Energy Future Holdings, the Texas energy giant that was taken private in 2007 in a record-breaking $45 billion buyout, disclosed Monday a potential bankruptcy plan to its creditors.

The proposal to restructure about $32 billion in debt is the opening move in what many say could be a long and contentious battle between the company and its largest creditors.

During the last month, Energy Future Holdings has held discussions with a group of investors that hold a large amount of the senior secured debt of the segment of the company that controls its power-generation business.

As part of those discussions, the company proposed a deal that would sharply reduce the amount of debt held by that segment while allowing the private equity owners to walk away with a sliver of the parent company’s stock.

Specifically, the plan would wipe out about $25 billion of debt in the affiliate that controls the retail energy and power-generation business. In exchange, the debt holders would get a stake in the parent company, as well as either $5 billion of new debt or cash, according to a filing made Monday with the Securities and Exchange Commission.

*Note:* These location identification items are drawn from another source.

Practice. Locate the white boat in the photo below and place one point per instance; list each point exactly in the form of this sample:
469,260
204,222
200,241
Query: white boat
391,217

The buyout owners said they would support the proposal if they could retain 15 percent of the parent company’s equity, giving the creditors the remaining 85 percent, according to the filing.

The parent company, through another affiliate, holds an 80 percent stake in the utility company, Oncor, which some Wall Street analysts say could eventually be valuable to investors.

The buyout firms also said they would consider contributing new equity capital to Energy Future Holdings for a larger financial stake in the company.

The filing does not shed any light on when an actual restructuring could occur.

Moreover, a person with knowledge of the discussions between the company and its creditors described the negotiations as being in their early days, saying it still could be several months before an actual bankruptcy filing is made.

There is little pressure on the company to act immediately as it has ample cash on its balance sheet to make its next round of interest payments, Wall Street analysts say.

A spokesman for Energy Future Holdings echoed those sentiments in an e-mail, noting that the next big debt maturity does not occur until October 2014.

But the company’s largest creditors, which include some of the most experienced distressed investors on Wall Street, will want their payday sooner rather than later. Among the creditors who have amassed large amounts of the power-generation affiliate’s debt are Leon Black of Apollo Global Management, Blackstone’s GSO Capital Partners and the California investment firm Franklin Resources.

There was no reply Monday evening to an e-mail seeking response sent to the advisory firm that is negotiating for the largest creditors.

The disclosure proposal was made after the expiration of a confidentiality period that the creditors and company had agreed to as part of the talks during which the creditors could not trade their stakes in the company’s debt.

Energy Future Holdings, formed in a deal during the heyday of the private equity boom, and formerly known as TXU, has struggled under continued low natural gas and energy prices.

But analysts say the company, which has more than $37.8 billion of debt, cannot stay its current course. The private equity owners, which include Kohlberg Kravis Roberts, TPG Capital and the private equity arm of Goldman Sachs, have written down the value of the $8 billion they and others sank into the deal to zero.